No two links will ever cross with each other.
Output
The program will print the sequence of coordinates (pairs of floating point numbers with exactly one decimal place), each one at a line, in the order that the plane should visit (starting and ending in the airport).
Sample input 1
102.3 553.9 0.2
14
342.2 832.5
596.2 638.5
479.7 991.3
720.4 874.8
744.3 1284.1
1294.6 924.2
1467.5 659.6
1802.6 659.6
1686.2 860.7
1548.6 1111.2
1834.4 1054.8
564.4 1442.8
850.1 1460.5
1294.6 1485.1
17
1 2
1 3
2 4
3 4
4 5
4 6
6 7
7 8
8 9
8 10
9 10
10 11
6 11
5 12
5 13
12 13
13 14
Sample output 1
102.3 553.9
720.4 874.8
850.1 1460.5
102.3 553.9
Pre-process the input first, so you identify the choke points. Algorithms like Floyd-Warshall would help you.

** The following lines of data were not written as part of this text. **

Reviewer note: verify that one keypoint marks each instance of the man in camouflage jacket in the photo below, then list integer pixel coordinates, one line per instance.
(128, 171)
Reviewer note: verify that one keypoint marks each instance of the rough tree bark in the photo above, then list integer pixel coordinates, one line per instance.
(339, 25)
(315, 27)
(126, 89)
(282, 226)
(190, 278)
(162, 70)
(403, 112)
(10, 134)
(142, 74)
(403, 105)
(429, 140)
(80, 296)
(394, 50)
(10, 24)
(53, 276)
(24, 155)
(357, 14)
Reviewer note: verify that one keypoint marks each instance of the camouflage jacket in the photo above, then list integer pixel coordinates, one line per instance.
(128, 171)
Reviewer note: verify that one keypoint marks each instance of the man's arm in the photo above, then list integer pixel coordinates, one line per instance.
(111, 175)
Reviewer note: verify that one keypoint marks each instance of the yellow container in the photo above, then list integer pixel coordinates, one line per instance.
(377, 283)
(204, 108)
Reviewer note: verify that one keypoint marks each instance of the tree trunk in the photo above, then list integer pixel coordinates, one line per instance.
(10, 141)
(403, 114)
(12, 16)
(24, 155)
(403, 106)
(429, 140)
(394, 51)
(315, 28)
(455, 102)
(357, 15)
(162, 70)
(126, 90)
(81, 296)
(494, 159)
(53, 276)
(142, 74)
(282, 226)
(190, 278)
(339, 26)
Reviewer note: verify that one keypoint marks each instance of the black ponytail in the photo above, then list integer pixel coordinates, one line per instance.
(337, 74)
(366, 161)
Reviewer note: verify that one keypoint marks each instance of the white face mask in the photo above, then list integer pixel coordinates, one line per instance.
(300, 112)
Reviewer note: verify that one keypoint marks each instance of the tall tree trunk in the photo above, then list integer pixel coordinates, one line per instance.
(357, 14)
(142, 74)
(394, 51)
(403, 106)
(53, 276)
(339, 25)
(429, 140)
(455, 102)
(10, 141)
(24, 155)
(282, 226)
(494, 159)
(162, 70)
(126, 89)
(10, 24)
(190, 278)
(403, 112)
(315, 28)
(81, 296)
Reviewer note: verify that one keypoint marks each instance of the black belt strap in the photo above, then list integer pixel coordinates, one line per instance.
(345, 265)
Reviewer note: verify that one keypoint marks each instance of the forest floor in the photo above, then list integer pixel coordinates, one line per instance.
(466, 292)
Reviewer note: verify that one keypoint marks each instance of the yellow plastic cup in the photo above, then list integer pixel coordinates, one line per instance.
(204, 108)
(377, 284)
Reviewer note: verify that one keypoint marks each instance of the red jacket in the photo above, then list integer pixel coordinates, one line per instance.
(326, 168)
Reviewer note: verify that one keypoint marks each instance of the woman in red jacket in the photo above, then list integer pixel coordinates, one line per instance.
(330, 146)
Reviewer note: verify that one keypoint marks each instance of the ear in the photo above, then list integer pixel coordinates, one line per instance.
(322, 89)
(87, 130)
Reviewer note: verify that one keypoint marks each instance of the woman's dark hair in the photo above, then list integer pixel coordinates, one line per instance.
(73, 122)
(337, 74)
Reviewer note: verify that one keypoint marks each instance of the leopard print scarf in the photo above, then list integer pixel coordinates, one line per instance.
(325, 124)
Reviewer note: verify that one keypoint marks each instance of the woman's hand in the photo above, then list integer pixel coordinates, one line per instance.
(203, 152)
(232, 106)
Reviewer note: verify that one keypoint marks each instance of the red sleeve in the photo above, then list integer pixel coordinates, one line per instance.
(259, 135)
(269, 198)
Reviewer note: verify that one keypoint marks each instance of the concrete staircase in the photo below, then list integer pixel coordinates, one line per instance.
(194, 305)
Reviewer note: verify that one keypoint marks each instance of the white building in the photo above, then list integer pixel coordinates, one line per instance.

Model the problem as a Heuristic Search problem, you can compute a MST which covers all choke-points and take the sum of the costs of the edges as a heuristic.
As the commenters said, try to make concrete questions, either here or to the TA supervising your class.
Don't forget to mention where you got these hints.
The problem can be broken down into two parts.
1) Find the vital links.
These are nothing but the Bridges in the graph described. See the wiki page (linked to in the previous sentence), it mentions an algorithm by Tarjan to find the bridges.
2) Once you have the vital links, you need to find the smallest number of points which given the radius of the bomb, will cover the links. For this, for each link, you create a region around it, where dropping the bomb will destroy it. Now you form a graph of these regions (two regions are adjacent if they intersect). You probably need to find a minimum clique partition in this graph.
Haven't thought it through (especially part 2), but hope it helps.
And good luck in the contest!
I think Moron' is right about the first part, but on the second part...
The problem description does not tell anything about "smallest number of points". It tells that the plane flies to the closest vital link.
So, I think the part 2 will be much simpler:
Find the closest non-hit segment to the current location.
Travel to the closest point on the closest segment.
Bomb the current location (remove all segments intersecting a circle)
Repeat until there are no non-hit vital links left.
This straight-forward algorithm has a complexity of O(N*N), but this should be sufficient considering input constraints.